Face à l’ensemble de ces problématiques, il n’existe évidemment pas de solution miracle. Prendre conscience de ses forces et faiblesses est un premier pas évident pour le manager. Et comme on n’a encore pas trouvé de meilleur outil de management que le questionnement et l’écoute, engager le dialogue avec ceux qui vivent la réalité au quotidien permettra de faire un état des lieux.
C’est d’ailleurs essentiel pour l’intégration des nouveaux arrivants. Prendre simplement le temps de les questionner sur ce qui se passe bien, ce qui pourrait être amélioré et ce qui manque est un moyen simple d’identifier les besoins, variables d’un individu à l’autre.
Encore faut-il passer de l’idée à l’action. Pour cela, le manager pourra définir des points de passages réguliers avec sa nouvelle recrue, sur des temps fixés à l’avance et sanctuarisés dans son agenda. En faisant passer l’agenda de son collaborateur avant le sien, le manager démontrera ainsi la considération qu’il accorde à son nouveau collaborateur.
Ces rituels de rencontres et temps d’échanges informels sont autant d’occasions de donner des signes de reconnaissance, de valoriser les résultats du collaborateur et de réguler sa charge de travail en s’attachant à trouver le bon dosage entre rituels en distanciels et en présentiels.
Sur ce sujet des rituels pour les nouveaux, il existe deux erreurs encore trop fréquentes et souvent rattrapées par le service RH : la première est l’absence de considération portée au rapport d’étonnement quand celui-ci n’est pas tout bonnement traité par-dessus la jambe. La seconde erreur c’est l’oubli pur et simple de confirmer la fin de la période d’essai. Pourtant voilà une belle opportunité de fêter la fructueuse collaboration à venir !
4. Développer solidarité et entraide dans l’équipe
Les collaborateurs qui se sentent les plus productifs sont ceux qui ont développés des interactions internes variées et de qualité. Ils nourrissent un fort sentiment d’appartenance, proposent des idées nouvelles, prennent plus d’initiatives et participent davantage à des projets transverses.
Ils sont en quelque sorte l’adrénaline de l’entreprise qui lui donne cette capacité de se mobiliser pour créer des synergies, développer de nouvelles pratiques, imaginer le futur. Or ces forces vives affectionnent les interactions au-delà des organigrammes, du ronronnement routinier ou du fonctionnement matriciel. Si l’on y prend garde, les priver de cette coopération transversale, c’est mettre en danger la capacité à innover de l’entreprise mais aussi risquer de voir partir les talents les plus constructifs. Que le manager s’ouvre à l’intelligence collective et il verra la créativité de ses équipes décupler. Un engagement vertueux qui demande évidemment de la finesse dans la relation avec ses collaborateurs !

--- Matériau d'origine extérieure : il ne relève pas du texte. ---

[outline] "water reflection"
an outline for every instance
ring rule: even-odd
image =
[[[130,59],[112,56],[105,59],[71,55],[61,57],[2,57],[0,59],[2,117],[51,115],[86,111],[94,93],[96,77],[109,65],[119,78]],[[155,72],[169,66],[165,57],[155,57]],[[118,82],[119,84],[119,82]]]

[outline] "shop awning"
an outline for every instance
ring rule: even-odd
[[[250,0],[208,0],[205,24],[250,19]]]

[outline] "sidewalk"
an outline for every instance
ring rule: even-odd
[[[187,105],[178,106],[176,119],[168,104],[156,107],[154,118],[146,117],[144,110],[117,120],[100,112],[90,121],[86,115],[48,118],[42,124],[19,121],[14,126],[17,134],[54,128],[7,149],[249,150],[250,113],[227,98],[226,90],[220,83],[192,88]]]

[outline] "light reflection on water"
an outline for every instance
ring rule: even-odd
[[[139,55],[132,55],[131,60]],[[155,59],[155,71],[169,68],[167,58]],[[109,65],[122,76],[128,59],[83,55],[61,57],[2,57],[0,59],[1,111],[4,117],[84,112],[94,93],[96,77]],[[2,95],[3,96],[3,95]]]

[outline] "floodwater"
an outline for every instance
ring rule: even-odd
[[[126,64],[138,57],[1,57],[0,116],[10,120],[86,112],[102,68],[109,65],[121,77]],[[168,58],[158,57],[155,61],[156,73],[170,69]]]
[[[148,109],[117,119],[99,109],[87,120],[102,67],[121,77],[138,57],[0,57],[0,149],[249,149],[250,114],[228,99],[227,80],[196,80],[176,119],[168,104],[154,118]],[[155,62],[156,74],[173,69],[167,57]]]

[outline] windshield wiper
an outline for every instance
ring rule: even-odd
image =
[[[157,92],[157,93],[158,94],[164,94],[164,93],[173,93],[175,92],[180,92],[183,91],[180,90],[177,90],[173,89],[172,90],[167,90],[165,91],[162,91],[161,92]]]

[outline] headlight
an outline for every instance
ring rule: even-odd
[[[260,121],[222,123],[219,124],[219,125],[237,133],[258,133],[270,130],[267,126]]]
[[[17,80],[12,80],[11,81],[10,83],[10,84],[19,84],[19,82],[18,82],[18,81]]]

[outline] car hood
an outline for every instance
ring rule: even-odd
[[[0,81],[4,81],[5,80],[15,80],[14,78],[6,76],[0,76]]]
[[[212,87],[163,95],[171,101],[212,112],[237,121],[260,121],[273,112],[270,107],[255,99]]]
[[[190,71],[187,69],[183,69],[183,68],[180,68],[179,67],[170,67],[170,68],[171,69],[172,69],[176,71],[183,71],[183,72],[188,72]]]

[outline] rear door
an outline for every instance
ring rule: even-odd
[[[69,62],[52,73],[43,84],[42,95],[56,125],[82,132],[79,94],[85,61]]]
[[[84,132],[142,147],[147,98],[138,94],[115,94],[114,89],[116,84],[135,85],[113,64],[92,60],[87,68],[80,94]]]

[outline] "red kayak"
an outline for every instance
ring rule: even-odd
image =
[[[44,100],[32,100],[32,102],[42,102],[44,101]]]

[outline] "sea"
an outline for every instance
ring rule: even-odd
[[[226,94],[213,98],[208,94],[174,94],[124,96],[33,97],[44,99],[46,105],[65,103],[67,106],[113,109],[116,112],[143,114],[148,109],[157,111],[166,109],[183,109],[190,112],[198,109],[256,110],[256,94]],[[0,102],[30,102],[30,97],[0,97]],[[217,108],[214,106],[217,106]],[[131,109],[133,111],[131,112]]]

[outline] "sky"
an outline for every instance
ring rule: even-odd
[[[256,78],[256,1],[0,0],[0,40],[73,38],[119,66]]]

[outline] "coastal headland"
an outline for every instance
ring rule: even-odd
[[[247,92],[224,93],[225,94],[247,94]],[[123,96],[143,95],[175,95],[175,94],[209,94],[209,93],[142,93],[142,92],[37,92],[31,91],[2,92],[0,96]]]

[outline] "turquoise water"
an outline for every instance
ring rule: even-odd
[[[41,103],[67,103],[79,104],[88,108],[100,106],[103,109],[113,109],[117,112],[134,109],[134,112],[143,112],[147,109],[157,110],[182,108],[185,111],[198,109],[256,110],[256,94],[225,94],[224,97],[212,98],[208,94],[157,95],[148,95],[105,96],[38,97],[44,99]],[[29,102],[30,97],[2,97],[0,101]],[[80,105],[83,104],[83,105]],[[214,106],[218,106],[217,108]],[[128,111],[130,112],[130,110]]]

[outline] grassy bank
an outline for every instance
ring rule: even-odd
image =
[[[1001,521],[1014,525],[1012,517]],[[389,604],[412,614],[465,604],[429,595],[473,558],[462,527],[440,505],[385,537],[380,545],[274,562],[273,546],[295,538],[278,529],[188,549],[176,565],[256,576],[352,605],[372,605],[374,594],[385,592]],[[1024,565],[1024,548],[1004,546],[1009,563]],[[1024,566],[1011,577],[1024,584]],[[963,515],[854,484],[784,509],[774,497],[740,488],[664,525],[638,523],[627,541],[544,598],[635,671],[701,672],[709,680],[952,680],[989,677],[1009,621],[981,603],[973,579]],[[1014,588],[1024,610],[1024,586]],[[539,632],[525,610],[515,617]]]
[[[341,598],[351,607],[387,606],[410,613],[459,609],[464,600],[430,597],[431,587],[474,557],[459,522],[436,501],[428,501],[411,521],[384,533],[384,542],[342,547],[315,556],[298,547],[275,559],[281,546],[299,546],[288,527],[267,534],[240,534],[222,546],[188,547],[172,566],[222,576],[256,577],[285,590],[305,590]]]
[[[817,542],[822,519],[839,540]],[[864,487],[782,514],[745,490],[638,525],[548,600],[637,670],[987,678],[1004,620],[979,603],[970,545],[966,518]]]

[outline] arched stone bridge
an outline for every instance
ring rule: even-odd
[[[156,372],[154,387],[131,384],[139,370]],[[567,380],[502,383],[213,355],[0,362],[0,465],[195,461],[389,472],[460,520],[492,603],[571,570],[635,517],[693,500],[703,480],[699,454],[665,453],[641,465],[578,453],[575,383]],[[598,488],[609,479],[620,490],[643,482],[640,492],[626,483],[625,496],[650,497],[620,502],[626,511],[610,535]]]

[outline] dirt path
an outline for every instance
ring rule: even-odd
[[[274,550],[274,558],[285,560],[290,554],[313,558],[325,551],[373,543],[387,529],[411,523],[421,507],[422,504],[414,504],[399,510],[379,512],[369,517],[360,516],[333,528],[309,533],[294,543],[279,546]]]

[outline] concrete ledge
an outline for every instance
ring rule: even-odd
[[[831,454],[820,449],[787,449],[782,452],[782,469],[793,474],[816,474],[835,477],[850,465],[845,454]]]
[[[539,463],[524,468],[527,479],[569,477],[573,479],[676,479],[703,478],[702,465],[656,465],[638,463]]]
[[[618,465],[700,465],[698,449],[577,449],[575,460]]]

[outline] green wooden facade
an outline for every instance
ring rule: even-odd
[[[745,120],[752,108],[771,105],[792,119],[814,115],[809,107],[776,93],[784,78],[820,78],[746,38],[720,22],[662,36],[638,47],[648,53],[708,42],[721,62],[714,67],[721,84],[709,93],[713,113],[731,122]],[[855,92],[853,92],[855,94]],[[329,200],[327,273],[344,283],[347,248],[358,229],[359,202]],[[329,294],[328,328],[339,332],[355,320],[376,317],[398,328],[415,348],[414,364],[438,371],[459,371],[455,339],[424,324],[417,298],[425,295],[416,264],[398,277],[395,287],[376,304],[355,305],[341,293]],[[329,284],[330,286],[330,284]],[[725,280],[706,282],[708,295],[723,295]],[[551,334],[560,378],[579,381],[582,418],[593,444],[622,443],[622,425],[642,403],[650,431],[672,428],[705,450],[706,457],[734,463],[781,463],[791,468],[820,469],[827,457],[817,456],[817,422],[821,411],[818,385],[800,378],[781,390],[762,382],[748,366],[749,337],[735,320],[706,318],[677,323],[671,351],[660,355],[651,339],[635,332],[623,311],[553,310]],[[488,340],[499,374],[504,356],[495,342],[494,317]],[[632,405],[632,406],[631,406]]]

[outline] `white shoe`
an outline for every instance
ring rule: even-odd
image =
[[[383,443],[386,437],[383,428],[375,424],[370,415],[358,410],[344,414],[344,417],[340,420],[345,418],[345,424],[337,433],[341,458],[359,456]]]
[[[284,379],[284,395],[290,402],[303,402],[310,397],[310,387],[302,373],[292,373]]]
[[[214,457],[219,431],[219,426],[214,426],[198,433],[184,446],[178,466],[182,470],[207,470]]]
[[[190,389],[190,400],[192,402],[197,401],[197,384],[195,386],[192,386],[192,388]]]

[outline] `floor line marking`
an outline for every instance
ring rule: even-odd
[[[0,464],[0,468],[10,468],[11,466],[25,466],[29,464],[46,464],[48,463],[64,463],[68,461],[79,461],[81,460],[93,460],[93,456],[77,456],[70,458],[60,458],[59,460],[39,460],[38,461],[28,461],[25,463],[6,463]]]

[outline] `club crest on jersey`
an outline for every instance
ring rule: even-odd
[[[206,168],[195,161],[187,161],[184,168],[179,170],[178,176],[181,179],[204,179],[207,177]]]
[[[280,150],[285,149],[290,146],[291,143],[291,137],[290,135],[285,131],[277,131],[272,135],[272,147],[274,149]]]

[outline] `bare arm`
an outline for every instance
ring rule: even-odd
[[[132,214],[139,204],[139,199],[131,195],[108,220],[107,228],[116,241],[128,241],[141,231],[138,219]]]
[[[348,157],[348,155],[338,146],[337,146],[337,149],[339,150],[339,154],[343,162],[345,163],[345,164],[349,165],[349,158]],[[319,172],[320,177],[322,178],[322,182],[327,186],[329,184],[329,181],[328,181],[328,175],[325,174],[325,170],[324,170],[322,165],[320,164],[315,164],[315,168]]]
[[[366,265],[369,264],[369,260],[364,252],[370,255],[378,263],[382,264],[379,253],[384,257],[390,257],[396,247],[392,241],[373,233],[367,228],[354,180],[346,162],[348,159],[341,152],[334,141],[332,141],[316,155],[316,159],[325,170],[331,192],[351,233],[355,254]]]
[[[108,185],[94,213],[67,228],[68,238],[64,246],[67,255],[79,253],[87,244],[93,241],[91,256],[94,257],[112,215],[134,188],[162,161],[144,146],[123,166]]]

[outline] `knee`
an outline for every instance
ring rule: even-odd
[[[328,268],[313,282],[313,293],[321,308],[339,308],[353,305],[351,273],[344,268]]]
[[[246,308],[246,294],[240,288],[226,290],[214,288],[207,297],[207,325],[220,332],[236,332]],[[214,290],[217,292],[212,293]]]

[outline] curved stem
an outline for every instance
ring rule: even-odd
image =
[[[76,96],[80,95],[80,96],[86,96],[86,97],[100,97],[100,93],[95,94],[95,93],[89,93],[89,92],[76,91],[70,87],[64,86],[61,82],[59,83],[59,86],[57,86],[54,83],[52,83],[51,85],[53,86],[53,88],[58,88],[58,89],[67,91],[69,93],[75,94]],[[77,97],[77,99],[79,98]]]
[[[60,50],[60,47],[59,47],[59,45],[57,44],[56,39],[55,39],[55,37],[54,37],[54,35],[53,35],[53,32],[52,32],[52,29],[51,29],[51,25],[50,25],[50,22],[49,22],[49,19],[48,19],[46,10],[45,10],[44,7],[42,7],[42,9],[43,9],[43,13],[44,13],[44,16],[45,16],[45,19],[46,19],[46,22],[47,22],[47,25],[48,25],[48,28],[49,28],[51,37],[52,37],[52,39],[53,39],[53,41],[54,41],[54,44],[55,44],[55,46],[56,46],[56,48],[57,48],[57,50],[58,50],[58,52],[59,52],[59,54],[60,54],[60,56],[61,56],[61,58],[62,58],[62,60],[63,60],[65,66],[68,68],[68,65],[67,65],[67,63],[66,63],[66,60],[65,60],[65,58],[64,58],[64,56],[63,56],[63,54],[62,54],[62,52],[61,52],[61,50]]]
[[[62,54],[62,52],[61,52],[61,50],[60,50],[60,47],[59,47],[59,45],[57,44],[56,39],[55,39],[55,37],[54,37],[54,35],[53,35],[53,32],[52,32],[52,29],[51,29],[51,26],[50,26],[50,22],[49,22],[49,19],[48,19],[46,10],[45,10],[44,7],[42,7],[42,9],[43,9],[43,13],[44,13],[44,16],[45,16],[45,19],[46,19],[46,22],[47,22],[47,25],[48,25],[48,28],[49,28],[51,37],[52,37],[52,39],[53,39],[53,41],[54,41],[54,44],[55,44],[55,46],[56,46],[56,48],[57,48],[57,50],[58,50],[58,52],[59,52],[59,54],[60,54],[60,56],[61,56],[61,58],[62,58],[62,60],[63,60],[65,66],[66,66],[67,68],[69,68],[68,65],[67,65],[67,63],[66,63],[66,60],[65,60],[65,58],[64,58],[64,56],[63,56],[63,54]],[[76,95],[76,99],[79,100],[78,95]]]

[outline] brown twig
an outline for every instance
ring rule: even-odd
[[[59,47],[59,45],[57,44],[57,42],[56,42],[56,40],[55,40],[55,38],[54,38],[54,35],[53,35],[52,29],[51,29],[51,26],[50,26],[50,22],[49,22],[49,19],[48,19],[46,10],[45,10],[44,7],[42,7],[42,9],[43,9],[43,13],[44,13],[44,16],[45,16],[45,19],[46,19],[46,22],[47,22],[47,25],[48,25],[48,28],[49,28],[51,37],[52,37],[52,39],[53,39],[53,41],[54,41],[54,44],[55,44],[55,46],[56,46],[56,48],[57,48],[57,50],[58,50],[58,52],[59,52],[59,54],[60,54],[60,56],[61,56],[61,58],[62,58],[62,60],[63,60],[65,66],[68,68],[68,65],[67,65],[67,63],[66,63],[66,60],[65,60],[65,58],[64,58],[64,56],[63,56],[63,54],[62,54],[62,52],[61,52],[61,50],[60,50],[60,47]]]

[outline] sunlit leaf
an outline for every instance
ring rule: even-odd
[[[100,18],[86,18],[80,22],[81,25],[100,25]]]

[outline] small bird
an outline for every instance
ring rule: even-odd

Afin de construire la coopération au sein de son équipe, le manager s’assurera Dans un premier temps que chacun puisse se sentir libre de s’exprimer librement sans crainte d’être « jugé » par les autres. Cette Psychological Safety selon Amy Edmondson est indispensable pour qu’une équipe fonctionne à son plein potentiel. Concrètement, cela consistera à recadrer avec tact tous comportements ou remarques même sibyllines qui pourraient affecter la « sécurité psychologique » d’un membre de son équipe.
Dans un second temps, il veillera à ce qu’il n’y ait pas de non-dits dans l’équipe. Ces derniers gangrènent la dynamique de l’équipe et conduisent souvent à des décisions calamiteuses par manque d’avis divergents au moment des prises de décisions. Un remède simple, au moment de la consultation de l’équipe, serait de considérer que « si tout le monde est d’accord c’est que quelqu’un n’a pas vraiment donné son avis ! ».
Le digital à la fois problème et solution ?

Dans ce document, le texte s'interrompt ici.